Highlighting this troubling trend, the article recounts another movie in which flawed journalism was portrayed in a heroic light:
“In 2014, Michael Cuesta’s ‘Kill the Messenger’ told the story of Gary Webb, a reporter for The San Jose Mercury News who wrote a three-part series in 1996 claiming that the country’s crack cocaine epidemic was the result of a C.I.A. conspiracy…Although Mr. Webb’s series was quickly discredited by major media outlets, including The New York Times, the film depicts the reporter as a lonely truth-seeker standing up to powerful government forces. Based on a memoir by Mr. Webb, who died in 2004, the film never acknowledges the shortcomings of his reporting, though The Mercury News eventually did.”

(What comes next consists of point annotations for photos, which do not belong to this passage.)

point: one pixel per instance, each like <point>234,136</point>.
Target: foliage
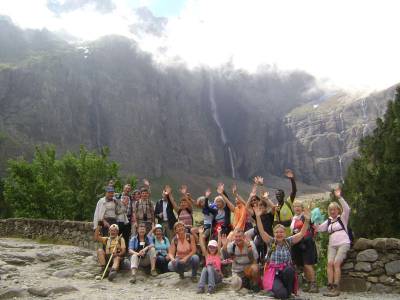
<point>51,188</point>
<point>372,182</point>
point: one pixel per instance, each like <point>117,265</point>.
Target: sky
<point>348,44</point>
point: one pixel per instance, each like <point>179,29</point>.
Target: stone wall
<point>372,265</point>
<point>70,232</point>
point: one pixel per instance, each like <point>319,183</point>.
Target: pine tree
<point>372,184</point>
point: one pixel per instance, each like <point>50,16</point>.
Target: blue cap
<point>109,189</point>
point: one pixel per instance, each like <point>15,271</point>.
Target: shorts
<point>338,253</point>
<point>305,252</point>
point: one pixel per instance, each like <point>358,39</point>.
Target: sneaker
<point>112,275</point>
<point>133,279</point>
<point>211,290</point>
<point>313,288</point>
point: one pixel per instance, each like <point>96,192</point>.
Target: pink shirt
<point>337,236</point>
<point>214,260</point>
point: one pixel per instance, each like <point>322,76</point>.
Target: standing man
<point>106,211</point>
<point>164,212</point>
<point>284,211</point>
<point>143,211</point>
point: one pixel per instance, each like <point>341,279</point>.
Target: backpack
<point>349,231</point>
<point>187,236</point>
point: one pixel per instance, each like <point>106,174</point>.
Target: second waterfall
<point>221,129</point>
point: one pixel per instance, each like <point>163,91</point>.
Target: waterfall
<point>221,130</point>
<point>340,168</point>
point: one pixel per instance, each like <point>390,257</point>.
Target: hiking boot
<point>313,288</point>
<point>112,275</point>
<point>133,279</point>
<point>211,290</point>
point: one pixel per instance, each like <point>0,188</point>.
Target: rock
<point>393,243</point>
<point>348,266</point>
<point>377,272</point>
<point>363,267</point>
<point>46,256</point>
<point>362,244</point>
<point>11,293</point>
<point>64,273</point>
<point>351,284</point>
<point>16,261</point>
<point>64,289</point>
<point>379,243</point>
<point>369,255</point>
<point>380,288</point>
<point>39,291</point>
<point>393,267</point>
<point>373,279</point>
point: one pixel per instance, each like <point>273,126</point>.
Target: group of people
<point>266,242</point>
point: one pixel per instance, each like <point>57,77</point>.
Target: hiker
<point>143,211</point>
<point>135,197</point>
<point>284,210</point>
<point>339,241</point>
<point>244,260</point>
<point>164,212</point>
<point>142,252</point>
<point>123,203</point>
<point>279,275</point>
<point>211,273</point>
<point>106,211</point>
<point>182,252</point>
<point>208,213</point>
<point>114,246</point>
<point>304,253</point>
<point>161,245</point>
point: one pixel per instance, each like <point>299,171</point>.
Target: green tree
<point>51,188</point>
<point>372,181</point>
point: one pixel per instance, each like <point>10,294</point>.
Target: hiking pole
<point>111,256</point>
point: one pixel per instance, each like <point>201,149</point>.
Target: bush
<point>51,188</point>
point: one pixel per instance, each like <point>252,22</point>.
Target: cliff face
<point>158,120</point>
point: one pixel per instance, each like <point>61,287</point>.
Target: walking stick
<point>111,256</point>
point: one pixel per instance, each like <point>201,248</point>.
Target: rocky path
<point>30,270</point>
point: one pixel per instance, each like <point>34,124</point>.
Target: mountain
<point>159,121</point>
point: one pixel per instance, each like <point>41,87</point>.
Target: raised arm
<point>264,235</point>
<point>202,241</point>
<point>307,217</point>
<point>289,174</point>
<point>170,197</point>
<point>221,192</point>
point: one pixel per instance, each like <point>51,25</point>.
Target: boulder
<point>363,267</point>
<point>369,255</point>
<point>351,284</point>
<point>362,244</point>
<point>392,267</point>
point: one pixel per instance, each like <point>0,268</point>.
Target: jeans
<point>209,275</point>
<point>180,268</point>
<point>283,283</point>
<point>161,264</point>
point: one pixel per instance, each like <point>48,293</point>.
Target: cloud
<point>349,44</point>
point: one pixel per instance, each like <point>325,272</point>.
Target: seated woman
<point>339,241</point>
<point>211,273</point>
<point>279,275</point>
<point>114,246</point>
<point>304,253</point>
<point>182,252</point>
<point>161,246</point>
<point>142,250</point>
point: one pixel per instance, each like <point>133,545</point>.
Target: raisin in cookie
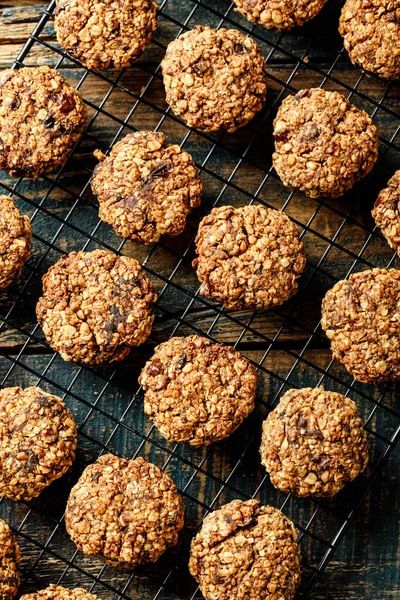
<point>105,33</point>
<point>57,592</point>
<point>245,551</point>
<point>313,442</point>
<point>126,511</point>
<point>371,32</point>
<point>214,78</point>
<point>38,438</point>
<point>95,306</point>
<point>15,241</point>
<point>197,392</point>
<point>386,212</point>
<point>280,15</point>
<point>146,188</point>
<point>323,144</point>
<point>41,118</point>
<point>10,557</point>
<point>248,257</point>
<point>361,318</point>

Thus it seems that Hollywood, through their habit of dramatizing the undramatic, thins the line which separates ethical and unethical reporting practices and portrays journalists who tiptoe that line as heroic, ultimately presenting the idea that any errors or sins made in the journalistic process are outweighed by the delivery of a bombshell story. It seems that the most damaging aspect of portraying a journalist as a relentless, crusading, noble detective with a pen is the idea that, in journalism, heroics come first and good reporting comes second.